First off, it looks a lot nicer than version Navigator 3.0. The toolbars are movable and easily minimized. It feels a little like Internet Explorer in the way that you move your cursor over a button, it "jumps out" at you with a textual explanation. The buttons icons are also re-designed, and look a lot better than before. Bookmarks are a lot easier to manage, with the ability to "drag" an icon of the current page into your bookmarks folder and into the right location.

Netscape Composer, a Java-based HTML editor derived from the "gold" portions of Netscape Gold, added some much-needed features to web editing like the ability to add additional information to image and anchor tags to more easily work with frames. Also, it looks and acts a bit more like a word processor, complete with a spell checker. Composer is also used to send outgoing email, which allows you to include HTML into your email messages, though you will only be able to send those emails to people with HTML-compatible mail readers. You have the option to turn on HTML for certain recipients only or, as I ended up doing, turning it off altogether.

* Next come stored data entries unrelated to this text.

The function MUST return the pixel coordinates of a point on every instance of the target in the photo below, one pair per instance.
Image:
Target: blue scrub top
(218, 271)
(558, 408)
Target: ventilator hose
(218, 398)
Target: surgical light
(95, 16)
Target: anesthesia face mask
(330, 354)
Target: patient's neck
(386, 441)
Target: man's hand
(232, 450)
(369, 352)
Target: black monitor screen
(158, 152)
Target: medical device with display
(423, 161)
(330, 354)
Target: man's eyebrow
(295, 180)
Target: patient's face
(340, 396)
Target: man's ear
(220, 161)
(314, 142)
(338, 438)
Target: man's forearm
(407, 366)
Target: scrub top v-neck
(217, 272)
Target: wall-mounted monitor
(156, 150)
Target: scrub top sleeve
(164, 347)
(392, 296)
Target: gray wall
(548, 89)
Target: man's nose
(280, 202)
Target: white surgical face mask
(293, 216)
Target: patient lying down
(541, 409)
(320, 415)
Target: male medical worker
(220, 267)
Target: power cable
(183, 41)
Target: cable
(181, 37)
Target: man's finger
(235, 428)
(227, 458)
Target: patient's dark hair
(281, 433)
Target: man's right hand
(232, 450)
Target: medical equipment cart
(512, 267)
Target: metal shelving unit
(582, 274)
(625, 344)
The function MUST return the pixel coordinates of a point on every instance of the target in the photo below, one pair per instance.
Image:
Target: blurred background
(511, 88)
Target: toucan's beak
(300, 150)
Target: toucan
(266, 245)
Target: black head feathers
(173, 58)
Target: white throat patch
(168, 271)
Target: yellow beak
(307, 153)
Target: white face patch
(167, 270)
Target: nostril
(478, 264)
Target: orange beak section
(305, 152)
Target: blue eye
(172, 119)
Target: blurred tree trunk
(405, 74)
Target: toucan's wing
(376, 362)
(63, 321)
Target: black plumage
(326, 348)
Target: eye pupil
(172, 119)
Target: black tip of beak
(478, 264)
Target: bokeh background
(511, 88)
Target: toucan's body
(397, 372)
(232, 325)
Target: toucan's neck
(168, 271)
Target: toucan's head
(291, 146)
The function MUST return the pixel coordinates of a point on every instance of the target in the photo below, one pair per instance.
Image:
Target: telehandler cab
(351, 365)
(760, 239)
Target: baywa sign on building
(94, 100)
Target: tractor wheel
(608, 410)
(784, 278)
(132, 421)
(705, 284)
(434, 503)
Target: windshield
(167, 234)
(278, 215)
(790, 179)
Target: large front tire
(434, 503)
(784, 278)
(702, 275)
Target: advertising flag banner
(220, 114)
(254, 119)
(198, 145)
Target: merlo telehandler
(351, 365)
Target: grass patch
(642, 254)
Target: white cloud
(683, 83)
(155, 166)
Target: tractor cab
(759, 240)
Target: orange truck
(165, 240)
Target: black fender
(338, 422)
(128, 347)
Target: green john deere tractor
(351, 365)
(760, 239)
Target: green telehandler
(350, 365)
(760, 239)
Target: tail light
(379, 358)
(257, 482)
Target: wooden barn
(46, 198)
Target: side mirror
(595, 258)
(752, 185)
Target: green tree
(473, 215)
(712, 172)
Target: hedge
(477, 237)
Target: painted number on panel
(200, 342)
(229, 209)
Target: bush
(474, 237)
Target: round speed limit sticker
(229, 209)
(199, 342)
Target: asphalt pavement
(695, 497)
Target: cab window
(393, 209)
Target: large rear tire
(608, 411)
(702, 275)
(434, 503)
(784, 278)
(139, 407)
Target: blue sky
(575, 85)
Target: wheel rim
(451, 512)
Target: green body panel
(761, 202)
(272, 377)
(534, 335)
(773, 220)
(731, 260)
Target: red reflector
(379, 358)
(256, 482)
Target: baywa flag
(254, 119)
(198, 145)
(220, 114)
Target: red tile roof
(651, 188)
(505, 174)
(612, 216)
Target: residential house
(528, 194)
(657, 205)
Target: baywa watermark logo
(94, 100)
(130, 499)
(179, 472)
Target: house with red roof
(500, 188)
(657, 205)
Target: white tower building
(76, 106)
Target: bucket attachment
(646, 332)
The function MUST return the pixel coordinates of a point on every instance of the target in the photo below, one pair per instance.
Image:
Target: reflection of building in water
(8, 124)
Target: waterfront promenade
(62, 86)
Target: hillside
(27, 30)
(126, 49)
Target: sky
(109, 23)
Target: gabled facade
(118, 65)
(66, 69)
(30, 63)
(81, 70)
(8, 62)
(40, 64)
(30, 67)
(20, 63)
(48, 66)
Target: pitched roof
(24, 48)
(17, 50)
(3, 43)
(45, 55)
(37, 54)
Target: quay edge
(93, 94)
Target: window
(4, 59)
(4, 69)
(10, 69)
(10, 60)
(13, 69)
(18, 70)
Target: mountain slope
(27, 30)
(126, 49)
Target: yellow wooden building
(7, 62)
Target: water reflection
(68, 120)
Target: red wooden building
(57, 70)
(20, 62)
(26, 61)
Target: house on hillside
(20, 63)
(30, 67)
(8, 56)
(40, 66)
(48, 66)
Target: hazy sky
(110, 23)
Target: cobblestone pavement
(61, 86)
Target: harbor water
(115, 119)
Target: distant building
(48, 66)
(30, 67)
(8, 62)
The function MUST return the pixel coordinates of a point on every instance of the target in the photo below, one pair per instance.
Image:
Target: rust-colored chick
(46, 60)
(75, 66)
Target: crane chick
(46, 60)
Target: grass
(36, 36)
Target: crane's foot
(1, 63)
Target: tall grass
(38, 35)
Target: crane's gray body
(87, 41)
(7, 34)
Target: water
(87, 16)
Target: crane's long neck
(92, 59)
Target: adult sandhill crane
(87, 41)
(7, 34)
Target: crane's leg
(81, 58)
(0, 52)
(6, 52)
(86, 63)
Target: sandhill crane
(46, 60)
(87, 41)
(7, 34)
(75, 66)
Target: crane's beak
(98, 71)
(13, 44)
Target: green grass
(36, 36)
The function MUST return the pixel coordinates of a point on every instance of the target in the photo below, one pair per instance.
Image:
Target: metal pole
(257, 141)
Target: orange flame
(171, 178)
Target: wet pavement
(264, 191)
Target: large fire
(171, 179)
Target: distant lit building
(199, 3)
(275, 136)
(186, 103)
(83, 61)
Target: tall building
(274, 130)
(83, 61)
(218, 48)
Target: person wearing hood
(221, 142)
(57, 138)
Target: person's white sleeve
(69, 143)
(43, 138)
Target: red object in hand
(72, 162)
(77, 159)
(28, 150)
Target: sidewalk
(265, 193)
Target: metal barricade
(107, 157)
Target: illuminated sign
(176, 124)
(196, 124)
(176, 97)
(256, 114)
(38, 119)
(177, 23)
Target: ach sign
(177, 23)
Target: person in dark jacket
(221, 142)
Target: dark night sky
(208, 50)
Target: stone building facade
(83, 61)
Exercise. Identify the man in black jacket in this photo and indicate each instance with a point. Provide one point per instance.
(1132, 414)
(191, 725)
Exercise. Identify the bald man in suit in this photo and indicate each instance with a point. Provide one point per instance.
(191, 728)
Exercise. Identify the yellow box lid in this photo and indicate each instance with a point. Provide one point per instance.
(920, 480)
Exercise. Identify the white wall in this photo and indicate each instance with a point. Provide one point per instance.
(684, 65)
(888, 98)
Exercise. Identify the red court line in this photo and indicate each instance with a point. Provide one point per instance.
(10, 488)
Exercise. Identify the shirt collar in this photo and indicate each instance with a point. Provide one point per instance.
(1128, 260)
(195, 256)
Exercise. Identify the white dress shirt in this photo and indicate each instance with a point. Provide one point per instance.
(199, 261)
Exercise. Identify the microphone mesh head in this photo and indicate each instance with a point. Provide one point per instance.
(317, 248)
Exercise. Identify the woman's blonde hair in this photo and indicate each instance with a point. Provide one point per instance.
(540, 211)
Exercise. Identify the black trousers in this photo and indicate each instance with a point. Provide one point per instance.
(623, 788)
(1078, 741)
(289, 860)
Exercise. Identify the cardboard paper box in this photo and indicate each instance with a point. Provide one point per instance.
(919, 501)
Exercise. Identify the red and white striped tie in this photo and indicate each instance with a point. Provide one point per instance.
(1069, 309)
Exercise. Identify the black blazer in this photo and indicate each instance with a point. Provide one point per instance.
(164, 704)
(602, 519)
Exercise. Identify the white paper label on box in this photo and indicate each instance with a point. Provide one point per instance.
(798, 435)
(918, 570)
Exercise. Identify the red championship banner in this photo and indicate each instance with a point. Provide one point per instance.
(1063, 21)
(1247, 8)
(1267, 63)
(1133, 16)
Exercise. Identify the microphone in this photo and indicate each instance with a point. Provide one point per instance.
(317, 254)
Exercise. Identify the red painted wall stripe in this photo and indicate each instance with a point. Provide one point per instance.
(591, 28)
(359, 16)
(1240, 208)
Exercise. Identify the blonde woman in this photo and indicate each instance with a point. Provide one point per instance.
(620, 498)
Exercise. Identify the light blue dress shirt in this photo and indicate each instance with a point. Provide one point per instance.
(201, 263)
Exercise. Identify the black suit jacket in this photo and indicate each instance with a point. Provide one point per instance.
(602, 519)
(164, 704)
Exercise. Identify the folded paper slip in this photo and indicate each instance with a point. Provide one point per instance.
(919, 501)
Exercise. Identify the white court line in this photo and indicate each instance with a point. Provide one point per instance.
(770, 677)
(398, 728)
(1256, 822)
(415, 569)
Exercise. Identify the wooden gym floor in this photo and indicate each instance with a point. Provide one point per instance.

Once the released version of Communicator was available, I began to use Netscape Messenger, the email client. The main reason I chose to use it was that there was the support for IMAP, which basically allows me to continue using existing methods for maintaining my email with my shell account and take advantage of the capabilities of a GUI-based mail reader. With POP, the more typical standard for email retrieval, all email is downloaded to your local PC. If you work on multiple PCs like I do (one at work, three at home), using a GUI mail reader is impractical because you have multiple copies of your email on each machine. Look for an in-depth comparison between POP and IMAP in a future article.

Netscape Conference, which is their newsreader, looks better than in 3.0, but still lacks one important feature: The ability to automatically decode and join together
multi-message binary files that typically appear in the alt.binaries newsgroups. Oh well, I guess if you want to look at those nudie pics and don't want to work for it
you should use some other newsreader like News Express or any of the other newsreaders that do it. Other than that, it's a pretty run-of-the-mill newsreader that does show in-line pictures.

Communicator also supports VRML (implementing the Cosmo Player), but as one of my friends wrote, it's not quite up to snuff:

I've also checked out the "preview" releases of Netscape Netcaster, though I quickly stopped using it when I discovered how slowly it ran. My system is no wimpy system, either: a 6x86 166+ with 48 megs of RAM. I think it's because, like Marimba's Castanet software, it runs entirely in Java. I can't imagine what it would run like on a 486.

One thing that Communicator suffers from is the bloatware syndrome made famous by Microsoft -- shove everything you can into one huge program. The load time for Communicator is definately longer than with Netscape Gold 3.01. During this time, it monopolizes the CPU resources. It also sucks up just about all available free RAM in my computer and dips into swap. The preview versions were much worse, causing resource shortages and system lockups requiring the ever-popular "three-fingered salute." A "three-fingered-salute" is what you give the system when you push the Control, Alt, and Delete key at the same time.  This key sequence "reboots" any system running DOS, Windows 3.1, or Windows 95. Since it usually takes three fingers to do this, and you're usually tempted to  give the computer a "one-fingered salute" because of the need to reboot the computer, it is called the "three fingered salute." Most comptuers don't respond to the more obscene and offensive one-fingered-salute at all. And for my sake, that's probably a good thing. ;-)

In general, I like this product, at least on Windows 95 and NT 4.0. I haven't tried it under Windows 3.1 or the Macintosh yet. I'd rather see them pair-down the main program so that I only load the components that I need (which is just the browser and the email client). What little I've played with Communicator under Linux (using Preview Release 3) was just unbearable -- it crashed way too often to even be considered usable. Hopefully, Preview Release 6 is much more stable on the Unix platforms.